Observed Fluctuation Enhancement and Departure from WKB Theory in Sub-Alfv\'enic Solar Wind

TL;DR

This study analyzes Parker Solar Probe data to investigate fluctuation behaviors in the sub-Alfvénic solar wind, revealing significant deviations from WKB theory caused by turbulence and energy input near the Alfvén critical point.

Contribution

It demonstrates the breakdown of WKB theory in the critical solar wind region due to turbulence and energy input, supported by in-situ measurements.

Findings

Magnetic and kinetic energies do not decrease monotonically as WKB predicts.

Standard WKB wave action conservation is violated near the Alfvén critical region.
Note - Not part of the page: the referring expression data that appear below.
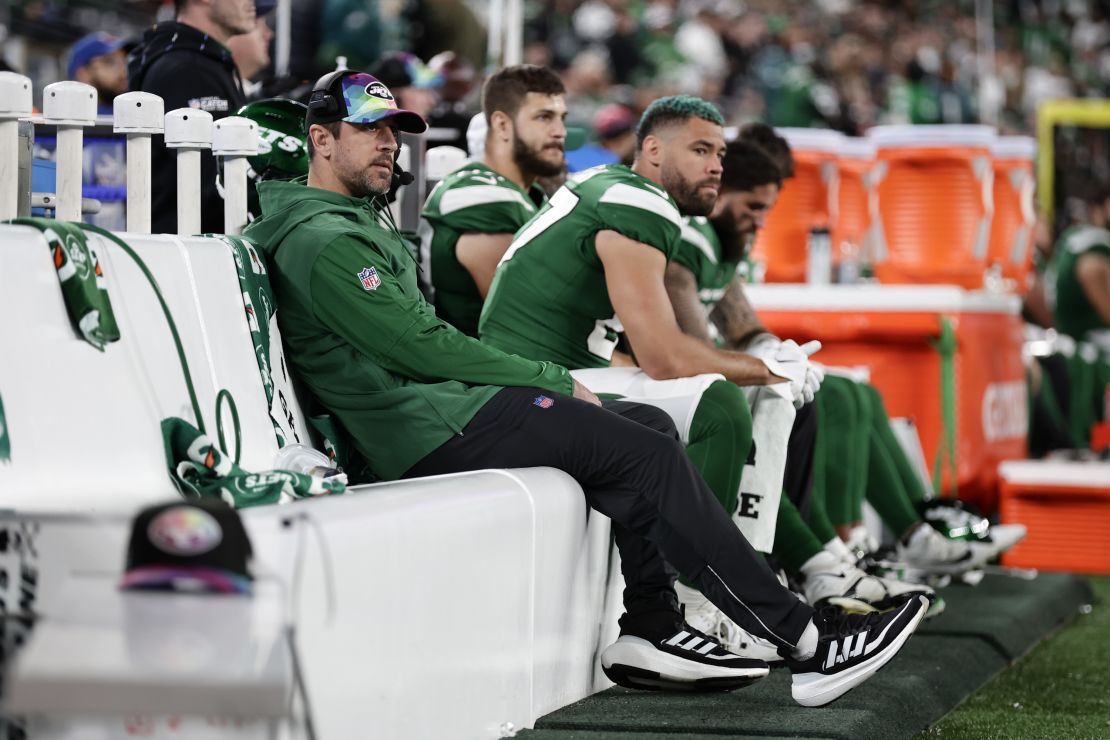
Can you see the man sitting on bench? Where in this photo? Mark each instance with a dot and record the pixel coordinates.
(417, 397)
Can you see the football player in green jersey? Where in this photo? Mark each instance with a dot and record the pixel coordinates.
(1077, 286)
(472, 214)
(419, 397)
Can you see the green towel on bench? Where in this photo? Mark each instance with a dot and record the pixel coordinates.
(4, 442)
(82, 280)
(200, 468)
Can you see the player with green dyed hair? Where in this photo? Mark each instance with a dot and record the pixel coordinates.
(472, 214)
(592, 264)
(1078, 289)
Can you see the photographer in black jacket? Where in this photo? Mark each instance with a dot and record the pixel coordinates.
(188, 64)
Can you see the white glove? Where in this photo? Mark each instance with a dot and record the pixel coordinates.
(791, 363)
(764, 345)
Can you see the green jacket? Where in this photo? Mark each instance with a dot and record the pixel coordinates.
(360, 335)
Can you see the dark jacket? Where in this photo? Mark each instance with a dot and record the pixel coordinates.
(187, 69)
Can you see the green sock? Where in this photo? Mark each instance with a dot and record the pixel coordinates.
(795, 543)
(818, 518)
(886, 493)
(843, 444)
(720, 441)
(880, 424)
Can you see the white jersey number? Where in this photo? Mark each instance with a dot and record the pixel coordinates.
(604, 338)
(558, 206)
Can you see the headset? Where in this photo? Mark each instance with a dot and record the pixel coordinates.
(323, 103)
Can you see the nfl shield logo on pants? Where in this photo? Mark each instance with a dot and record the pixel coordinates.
(370, 279)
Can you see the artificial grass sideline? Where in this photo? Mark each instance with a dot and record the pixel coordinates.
(1061, 689)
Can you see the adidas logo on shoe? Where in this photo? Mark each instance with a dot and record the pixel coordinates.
(686, 660)
(850, 649)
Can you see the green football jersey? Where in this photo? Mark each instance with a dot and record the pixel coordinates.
(473, 199)
(548, 298)
(1073, 313)
(700, 253)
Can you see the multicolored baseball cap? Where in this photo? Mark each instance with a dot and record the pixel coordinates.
(404, 70)
(197, 546)
(361, 98)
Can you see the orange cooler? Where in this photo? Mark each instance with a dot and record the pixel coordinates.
(935, 202)
(856, 200)
(1011, 231)
(804, 203)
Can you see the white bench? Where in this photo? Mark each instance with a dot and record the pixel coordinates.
(462, 602)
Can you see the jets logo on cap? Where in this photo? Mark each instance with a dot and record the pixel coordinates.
(379, 90)
(184, 530)
(370, 279)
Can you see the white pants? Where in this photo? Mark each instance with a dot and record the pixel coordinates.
(773, 417)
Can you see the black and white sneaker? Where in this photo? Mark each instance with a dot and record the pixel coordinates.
(683, 660)
(850, 649)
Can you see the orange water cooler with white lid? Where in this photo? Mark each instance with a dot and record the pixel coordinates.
(805, 203)
(856, 201)
(1011, 231)
(936, 201)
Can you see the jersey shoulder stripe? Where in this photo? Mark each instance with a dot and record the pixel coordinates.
(465, 196)
(639, 198)
(695, 237)
(1085, 237)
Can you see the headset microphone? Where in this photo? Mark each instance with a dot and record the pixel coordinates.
(401, 178)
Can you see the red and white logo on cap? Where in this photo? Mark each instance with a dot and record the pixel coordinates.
(184, 530)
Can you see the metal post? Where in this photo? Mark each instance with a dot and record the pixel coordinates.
(14, 103)
(189, 131)
(283, 33)
(234, 139)
(70, 107)
(411, 198)
(139, 115)
(985, 59)
(495, 41)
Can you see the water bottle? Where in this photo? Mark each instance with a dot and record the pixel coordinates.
(300, 458)
(818, 256)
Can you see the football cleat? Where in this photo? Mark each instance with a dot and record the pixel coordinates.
(828, 579)
(850, 648)
(680, 660)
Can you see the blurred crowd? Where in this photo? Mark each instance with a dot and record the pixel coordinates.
(829, 63)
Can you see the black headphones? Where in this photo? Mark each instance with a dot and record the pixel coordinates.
(322, 102)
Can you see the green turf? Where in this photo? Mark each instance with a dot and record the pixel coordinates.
(1061, 689)
(982, 631)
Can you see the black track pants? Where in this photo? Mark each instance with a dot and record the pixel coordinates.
(633, 469)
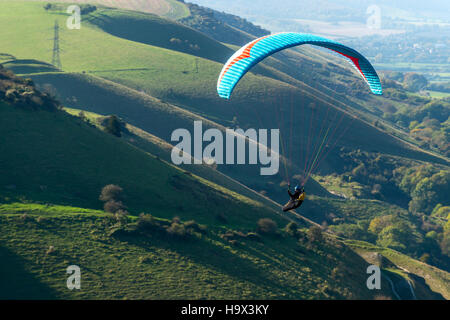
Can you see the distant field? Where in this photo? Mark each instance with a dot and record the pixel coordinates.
(438, 94)
(433, 71)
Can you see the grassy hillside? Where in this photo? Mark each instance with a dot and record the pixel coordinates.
(428, 282)
(64, 160)
(183, 79)
(171, 9)
(37, 243)
(53, 158)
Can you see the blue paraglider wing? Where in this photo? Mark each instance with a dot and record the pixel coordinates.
(257, 50)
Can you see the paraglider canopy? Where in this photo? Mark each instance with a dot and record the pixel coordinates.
(257, 50)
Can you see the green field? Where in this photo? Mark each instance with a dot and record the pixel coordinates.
(157, 75)
(151, 266)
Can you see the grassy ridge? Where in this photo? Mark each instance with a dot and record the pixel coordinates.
(155, 267)
(63, 160)
(428, 282)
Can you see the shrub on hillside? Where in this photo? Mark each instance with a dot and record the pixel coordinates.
(267, 226)
(113, 206)
(111, 192)
(315, 234)
(113, 126)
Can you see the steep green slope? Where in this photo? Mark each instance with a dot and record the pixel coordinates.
(38, 243)
(53, 157)
(156, 31)
(428, 282)
(187, 81)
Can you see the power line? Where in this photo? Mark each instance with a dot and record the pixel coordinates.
(56, 59)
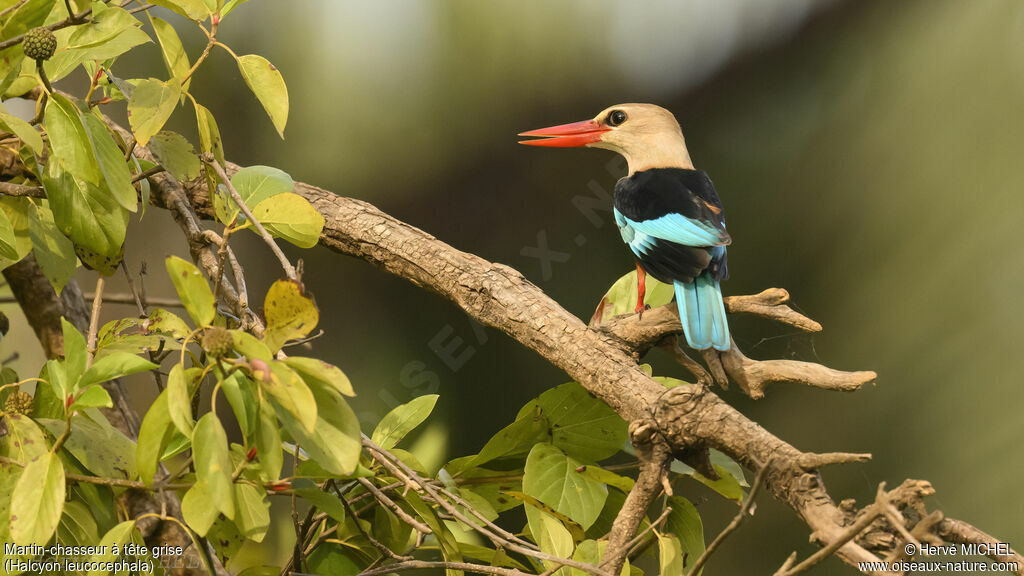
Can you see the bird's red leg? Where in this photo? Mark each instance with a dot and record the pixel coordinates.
(641, 289)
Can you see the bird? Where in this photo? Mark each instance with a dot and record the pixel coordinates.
(668, 212)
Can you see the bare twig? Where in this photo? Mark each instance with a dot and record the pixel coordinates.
(391, 505)
(426, 565)
(287, 265)
(654, 457)
(744, 511)
(865, 520)
(97, 301)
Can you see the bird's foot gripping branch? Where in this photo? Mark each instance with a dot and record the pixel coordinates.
(78, 466)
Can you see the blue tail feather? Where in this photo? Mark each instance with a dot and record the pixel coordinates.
(701, 313)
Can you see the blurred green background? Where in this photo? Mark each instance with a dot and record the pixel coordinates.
(868, 155)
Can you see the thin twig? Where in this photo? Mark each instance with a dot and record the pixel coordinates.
(851, 532)
(384, 499)
(287, 265)
(744, 511)
(97, 301)
(425, 565)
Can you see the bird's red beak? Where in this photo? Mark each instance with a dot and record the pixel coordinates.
(567, 135)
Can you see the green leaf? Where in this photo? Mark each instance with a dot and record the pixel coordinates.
(87, 214)
(292, 217)
(150, 107)
(199, 509)
(670, 554)
(237, 389)
(175, 57)
(253, 513)
(176, 155)
(76, 354)
(111, 544)
(292, 394)
(110, 33)
(77, 527)
(209, 135)
(230, 5)
(684, 523)
(179, 400)
(69, 138)
(249, 346)
(582, 425)
(193, 290)
(402, 420)
(115, 365)
(726, 484)
(15, 210)
(335, 443)
(213, 462)
(25, 440)
(268, 85)
(318, 373)
(54, 252)
(102, 449)
(23, 130)
(91, 397)
(550, 534)
(8, 242)
(55, 375)
(193, 9)
(153, 438)
(551, 477)
(163, 321)
(327, 502)
(622, 297)
(598, 474)
(290, 314)
(514, 440)
(38, 500)
(254, 184)
(112, 163)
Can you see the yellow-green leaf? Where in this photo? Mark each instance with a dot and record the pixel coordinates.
(69, 138)
(292, 217)
(266, 82)
(175, 57)
(176, 155)
(402, 420)
(112, 163)
(193, 290)
(290, 314)
(670, 554)
(8, 242)
(111, 545)
(194, 9)
(213, 462)
(150, 107)
(23, 130)
(179, 400)
(54, 252)
(87, 214)
(38, 500)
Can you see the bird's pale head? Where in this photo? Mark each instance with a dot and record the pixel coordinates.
(647, 135)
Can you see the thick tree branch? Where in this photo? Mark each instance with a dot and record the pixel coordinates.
(44, 310)
(602, 359)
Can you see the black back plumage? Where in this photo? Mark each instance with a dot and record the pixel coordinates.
(651, 194)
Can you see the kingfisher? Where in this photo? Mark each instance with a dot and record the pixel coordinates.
(667, 211)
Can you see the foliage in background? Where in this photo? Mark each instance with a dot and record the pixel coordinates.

Strong fluctuation energy input likely driven by large-scale coronal shear flows.

Abstract

Using Parker Solar Probe data from orbits 8 through 17, we examine fluctuation amplitudes throughout the critical region where the solar wind flow speed approaches and then exceeds the Alfv\'en wave speed, taking account of various exigencies of the plasma data. In contrast to WKB theory for non-interacting Alfv\'en waves streaming away from the Sun, the magnetic and kinetic fluctuation energies per unit volume are not monotonically decreasing. Instead, there is clear violation of conservation of standard WKB wave action, which is consistent with previous indications of strong in-situ fluctuation energy input in the solar wind near the Alfv\'en critical region. This points to strong violations of WKB theory due to nonlinearity (turbulence) and major energy input near the critical region, which we interpret as likely due to driving by large-scale coronal shear flows.